Amarcord
Auge y caída del Morrosko de Cestona
Urtain fue uno de los rostros más populares durante los últimos años del franquismo y el 3 de abril de 1970 se proclamó campeón de Europa de los pesados. Fue una estrella que no supo gestionar la fama
El tardofranquismo fue un periodo de apertura en el que el régimen anterior, deseoso de mostrar al mundo su cara más amable, se afanó en la exportación del talento español en cualquier ámbito de la cultura popular. Desde El Cordobés a Massiel, con sus ayuditas diplomáticas para que triunfase en Eurovisión, pasando por algunos deportistas que empezaban a brotar por generación espontánea en la paramera nacional. Uno de ellos, seguramente el más mimado desde El Pardo, fue el boxeador José Manuel Ibar Azpiazu, Urtain en los carteles por el nombre del caserío donde nació y Morrosko de Cestona por la villa guipuzcoana en la que destacó como deportista rural.
Urtain fue aizkolari -cortador de troncos- y harrijasotzaile -levantador de piedras-, disciplina en la que llegó a izar bloques de 250 kilos y a completar una serie, récord en su época, de 192 alzamientos de un quintal. El descubridor de sus habilidades pugilísticas, José Lizarazu, fue un hábil empresario donostiarra que lo hizo debutar sobre el ring a la respetable edad de 25 años en una pelea contra un paquete al que despachó en quince segundos. A partir de tan llamativo estreno, la Delegación Nacional de Deportes, dependiente de Falange, tomó el control de su carrera hasta llevarlo al título continental de los pesos pesados.
La carrera del boxeador guipuzcoano fue meteórica. En apenas dieciocho meses, ascendió en el ranking hasta ganarse el derecho a pelear por el Campeonato de Europa de los pesos pesados. Gracias a su pegada de mamut, en gran medida, pero sin restar demérito a la veintena larga de rivales de medio pelo que le apañó una Federación Española al servicio de su causa. Sus veinticuatro primeros combates terminaron antes del límite, el más tardío en el sexto asalto, hasta donde aguantó en Irún el guineano Macan Keita, aunque es cierto que ninguno de sus contrincantes tiene capítulo propio en la historia del boxeo. Ni siquiera un mísero renglón.
Peter Weiland era un honesto púgil alemán, compacto y fajador, que acababa de conquistar el título continental de los pesos pesados tras propinar un expeditivo KO a Bernard Thebault. El viejo Palacio de los Deportes madrileño reventó de público hostil hacia el germano, un antiguo minero que pesa casi veinte kilos más que Urtain (106 contra 88). El genio de Manuel Alcántara narra en una crónica inolvidable que el vasco «no boxea, pega coces» a un rival que besa la lona en el primer asalto, tras un crochet en la barbilla.

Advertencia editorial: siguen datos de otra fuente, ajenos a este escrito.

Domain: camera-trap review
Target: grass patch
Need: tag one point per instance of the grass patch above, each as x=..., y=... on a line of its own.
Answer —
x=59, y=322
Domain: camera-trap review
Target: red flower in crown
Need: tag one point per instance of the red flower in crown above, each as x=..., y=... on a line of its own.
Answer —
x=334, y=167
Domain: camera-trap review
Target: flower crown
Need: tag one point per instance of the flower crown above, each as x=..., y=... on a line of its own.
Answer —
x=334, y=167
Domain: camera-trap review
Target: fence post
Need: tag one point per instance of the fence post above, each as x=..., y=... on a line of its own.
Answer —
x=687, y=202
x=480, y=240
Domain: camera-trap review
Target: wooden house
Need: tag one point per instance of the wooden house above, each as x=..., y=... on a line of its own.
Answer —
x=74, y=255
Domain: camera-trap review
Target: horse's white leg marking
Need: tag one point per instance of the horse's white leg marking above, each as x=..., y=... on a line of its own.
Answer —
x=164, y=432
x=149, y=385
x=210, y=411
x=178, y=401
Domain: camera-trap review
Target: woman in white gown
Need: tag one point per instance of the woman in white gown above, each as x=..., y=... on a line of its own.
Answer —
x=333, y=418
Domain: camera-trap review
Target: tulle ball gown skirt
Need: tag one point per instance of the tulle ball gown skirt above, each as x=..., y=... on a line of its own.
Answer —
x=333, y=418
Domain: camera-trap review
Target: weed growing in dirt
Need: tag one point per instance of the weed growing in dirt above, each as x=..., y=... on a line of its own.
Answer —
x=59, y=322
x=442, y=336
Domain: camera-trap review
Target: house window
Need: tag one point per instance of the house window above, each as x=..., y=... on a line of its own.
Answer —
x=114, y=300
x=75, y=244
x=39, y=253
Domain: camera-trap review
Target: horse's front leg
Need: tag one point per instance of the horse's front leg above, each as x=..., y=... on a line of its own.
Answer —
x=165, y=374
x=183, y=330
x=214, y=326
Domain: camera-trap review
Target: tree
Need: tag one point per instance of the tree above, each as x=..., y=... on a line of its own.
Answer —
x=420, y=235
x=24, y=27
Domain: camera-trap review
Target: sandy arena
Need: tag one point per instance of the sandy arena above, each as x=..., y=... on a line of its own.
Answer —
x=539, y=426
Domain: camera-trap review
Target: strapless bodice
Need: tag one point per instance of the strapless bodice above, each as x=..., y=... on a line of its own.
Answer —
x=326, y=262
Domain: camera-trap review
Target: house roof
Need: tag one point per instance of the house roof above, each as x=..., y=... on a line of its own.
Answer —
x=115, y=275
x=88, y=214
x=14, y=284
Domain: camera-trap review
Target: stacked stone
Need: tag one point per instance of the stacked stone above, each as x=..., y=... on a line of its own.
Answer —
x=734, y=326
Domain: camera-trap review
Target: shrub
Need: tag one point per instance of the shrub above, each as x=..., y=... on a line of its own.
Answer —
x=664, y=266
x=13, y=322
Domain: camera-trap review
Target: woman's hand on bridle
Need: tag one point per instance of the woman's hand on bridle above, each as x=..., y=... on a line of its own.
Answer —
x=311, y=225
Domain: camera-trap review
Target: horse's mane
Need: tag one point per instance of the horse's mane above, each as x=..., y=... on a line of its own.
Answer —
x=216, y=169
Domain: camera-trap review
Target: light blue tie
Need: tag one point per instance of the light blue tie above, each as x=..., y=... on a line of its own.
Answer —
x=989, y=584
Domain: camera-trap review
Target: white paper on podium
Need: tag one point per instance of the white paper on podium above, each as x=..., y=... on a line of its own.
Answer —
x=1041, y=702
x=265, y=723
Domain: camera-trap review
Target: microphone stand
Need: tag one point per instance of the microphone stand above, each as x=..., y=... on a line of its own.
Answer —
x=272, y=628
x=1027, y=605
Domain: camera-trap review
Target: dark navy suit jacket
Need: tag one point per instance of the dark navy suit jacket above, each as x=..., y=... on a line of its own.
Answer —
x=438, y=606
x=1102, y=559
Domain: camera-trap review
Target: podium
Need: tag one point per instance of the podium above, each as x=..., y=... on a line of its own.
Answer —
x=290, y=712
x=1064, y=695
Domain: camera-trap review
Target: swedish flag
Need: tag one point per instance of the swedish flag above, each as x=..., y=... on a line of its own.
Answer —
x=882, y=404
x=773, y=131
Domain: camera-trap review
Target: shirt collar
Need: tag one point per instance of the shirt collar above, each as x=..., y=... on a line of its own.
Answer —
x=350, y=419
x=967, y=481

Mediado el tercer asalto, Weiland ya ha recibido tres cuentas de protección, pero, escribe el maestro, «se vuelve a levantar con cara de estar perdido en el puerto de Hamburgo». Le falta aire a Urtain, que nunca se las vio con un encajador tan estoico ni sufrió el rigor de una pelea larga. En el quinto round, el español recibe un gancho en el hígado «que llevaba una esquela dentro y lo parte en dos». Tras el séptimo campanazo, el guipuzcoano debe jugársela a cara o cruz. Va con todo y gana. Resume Alcántara: «Los tremendos hachazos en los parietales hubieran derribado a un elefante y derribaron a Weiland. Si Urtain aprende a boxear, estamos ante Rocky Marciano. Si no, estamos ante un hombre que será machacado».
La celebración, en la línea errática que venía mostrando Urtain, es una sucesión de desafueros. El campeón está descontrolado y nadie puede convencerlo de que entrene como es debido para defender su título, que pone en juego con éxito en Barcelona (bate a los puntos a Jürgen Blin, otro alemán, en una decisión más que discutible) y pierde en noviembre en Londres contra el local Henry Cooper, su primer rival de auténtica élite. Después, la típica historia, triste, del juguete roto que, arruinado y alcohólico, pone fin a sus días tirándose desde un balcón. Acababa de cumplir 49 años.